DISCLAIMER: This is a continuing series detailing the painful story of a DIY render farm build. It is terribly technics and
somewhat frustrating. Those who are unprepared for such “entertainment” are advised to ignore these posts.
Having repaired the link between Master and Slave, the Farm was working quite well. Of course I had to pick at it, though – couldn’t leave well enough alone. This matter of the crappy C4D submission script was still getting to me. But at this point I figured it would be best to image the first worker and replicate it – because from this point on it was only going to matter how the scripts are written, not whether or not the workers have the right stuff installed. So all that work can happen on the PDC.
I have Luxrender and After Effects working, and that’s the bulk of the work I do. I love the idea of Cinema 4D working, but with Cinema 4D I would be more likely to ship the rendering off to Maxwell, Thea, or Indigo, all of which are installed on the worker anyway. It’s only a matter of getting a Dr. Queue script that submits successfully to the command line interface on each of those renderers.
The fact that I now understand what to do with job submission and script generators is actually quite remarkable. I’m still going to screw it up trying to do any of that, but at least I know where I’m going.

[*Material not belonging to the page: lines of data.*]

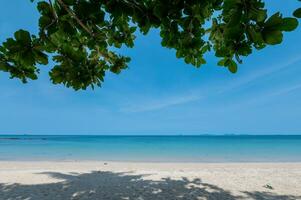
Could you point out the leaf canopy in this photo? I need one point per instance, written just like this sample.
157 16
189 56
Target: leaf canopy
81 36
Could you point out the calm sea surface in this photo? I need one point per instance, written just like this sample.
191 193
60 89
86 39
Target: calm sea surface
152 148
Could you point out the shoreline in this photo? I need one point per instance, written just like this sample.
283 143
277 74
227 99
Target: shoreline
115 180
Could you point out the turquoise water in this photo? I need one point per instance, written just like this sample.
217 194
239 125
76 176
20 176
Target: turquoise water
153 148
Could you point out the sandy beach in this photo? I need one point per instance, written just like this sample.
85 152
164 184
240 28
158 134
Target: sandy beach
37 180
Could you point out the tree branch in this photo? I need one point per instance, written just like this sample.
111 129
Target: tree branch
75 17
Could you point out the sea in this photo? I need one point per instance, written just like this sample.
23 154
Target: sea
199 148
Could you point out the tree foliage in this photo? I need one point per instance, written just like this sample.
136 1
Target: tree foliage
80 35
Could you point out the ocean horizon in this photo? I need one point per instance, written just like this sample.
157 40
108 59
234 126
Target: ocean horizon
152 148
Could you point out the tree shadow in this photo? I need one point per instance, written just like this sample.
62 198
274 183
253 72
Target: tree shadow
99 185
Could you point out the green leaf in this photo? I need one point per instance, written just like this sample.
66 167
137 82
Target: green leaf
297 13
23 37
232 67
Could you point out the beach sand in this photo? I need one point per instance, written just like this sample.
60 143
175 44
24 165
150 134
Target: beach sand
39 180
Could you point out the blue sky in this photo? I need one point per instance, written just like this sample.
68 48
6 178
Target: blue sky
160 94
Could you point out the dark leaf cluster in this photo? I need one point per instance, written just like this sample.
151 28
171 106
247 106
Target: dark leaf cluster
81 36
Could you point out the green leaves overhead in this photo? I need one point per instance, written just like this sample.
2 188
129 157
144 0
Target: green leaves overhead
81 36
297 13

The Cinema 4D script included with Dr. Queue seems to be riddled with issues. Most of them being that key terms, noticeably, “SCENE” and perhaps “RENDERDIR” are not well defined for Mac OS and scripts generated crap out looking for those variables. No wonder this script is not included in drqman. I will go online to try to find another.
Not only that – I have realized now that drqman would have to be recompiled to get new job scripts into it. That’s not a bad plan, but it’s a little advanced for me right now…
So, I started imaging the clones.
Doing Magog first. I needed to dupe drives, get IPs set manually, and work out the power issues in the room.